SQL Connections, Tasks and Multiple Results Sets

There is a tendency when confronted with a bug to assume that it’s related to the most complex or least understood part of a program. While not unreasonable this can lead to missing simple and obvious problems. I recently wasted several hours convinced that I had a threading issue which predictably turned out to have a much more prosaic explanation.

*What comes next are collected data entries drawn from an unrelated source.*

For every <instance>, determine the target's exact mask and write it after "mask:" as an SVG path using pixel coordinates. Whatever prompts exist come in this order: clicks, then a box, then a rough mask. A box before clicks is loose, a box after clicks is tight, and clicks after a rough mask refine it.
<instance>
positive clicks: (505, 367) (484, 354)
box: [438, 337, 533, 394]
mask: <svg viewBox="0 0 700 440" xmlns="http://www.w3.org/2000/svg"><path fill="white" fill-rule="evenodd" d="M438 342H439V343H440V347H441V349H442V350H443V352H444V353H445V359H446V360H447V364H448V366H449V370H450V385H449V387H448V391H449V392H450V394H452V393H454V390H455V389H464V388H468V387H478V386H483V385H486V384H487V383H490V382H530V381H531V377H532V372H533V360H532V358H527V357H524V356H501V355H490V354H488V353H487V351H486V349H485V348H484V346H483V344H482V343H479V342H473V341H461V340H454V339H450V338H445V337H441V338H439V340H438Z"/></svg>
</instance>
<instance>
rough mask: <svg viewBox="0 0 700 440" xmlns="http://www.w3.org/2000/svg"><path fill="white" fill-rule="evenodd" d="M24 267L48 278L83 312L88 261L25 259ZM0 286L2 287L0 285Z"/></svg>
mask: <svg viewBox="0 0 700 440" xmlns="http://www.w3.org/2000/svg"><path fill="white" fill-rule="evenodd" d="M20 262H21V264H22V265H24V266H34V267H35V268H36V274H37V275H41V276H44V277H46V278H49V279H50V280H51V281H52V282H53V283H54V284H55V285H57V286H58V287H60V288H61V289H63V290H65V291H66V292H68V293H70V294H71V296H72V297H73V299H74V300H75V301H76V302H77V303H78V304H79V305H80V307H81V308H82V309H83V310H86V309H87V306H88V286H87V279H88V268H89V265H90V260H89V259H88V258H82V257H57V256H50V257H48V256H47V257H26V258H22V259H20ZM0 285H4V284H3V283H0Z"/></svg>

I was updating an ETL process in C# that pulled data from a cloud API and pushed it to an on premise SQL Server. Multiple downloads/uploads were run concurrently as tasks and each task used its own connection object to connect to SQL Server. This was all working fine but I wanted to wrap all the SQL uploads in a single transaction so I could implement a “fail any fail all” process to roll back all changes to the database if any task failed. The easiest way to do this was to have each task share a single SQL connection and transaction. This was easy enough to implement and I tested it with a few concurrent tasks fine. But as I ramped up the number of tasks the process started to fall over. It threw various errors with the SQL connection and SQL commands including timeouts and this one:

 
There is already an open DataReader associated with this Command which must be closed first
 
Had I just Googled this right away I would have solved this problem in five minutes. But instead I assumed the issue was somehow related to the tasks sharing the SQL connection object. Several things made me make this mistake. First I’m far more comfortable with the database than I am with managing threads so assumed this must be where I’d made the mistake. Secondly the change I’d made was to allow tasks to share a resource. And finally the fact that errors were only thrown when the number of tasks increased and the variety of errors suggested a contention issue of some kind (which indeed it was, just not where I was looking). Spending a couple of hours reviewing the task code without finding an explanation only convinced me that I was missing some subtle issue but in exasperation I did finally Google that error message.

 

What the top Stack Overflow answer (from 10 years ago with 1300 up votes!) reminded me was that if you need a single connection to manage multiple queries concurrently you have to enable multiple active results sets in the connection string. Which of course I hadn’t, which of course explained all the contention issues and which of course I should have spotted hours ago. Lesson learned. Until the next time…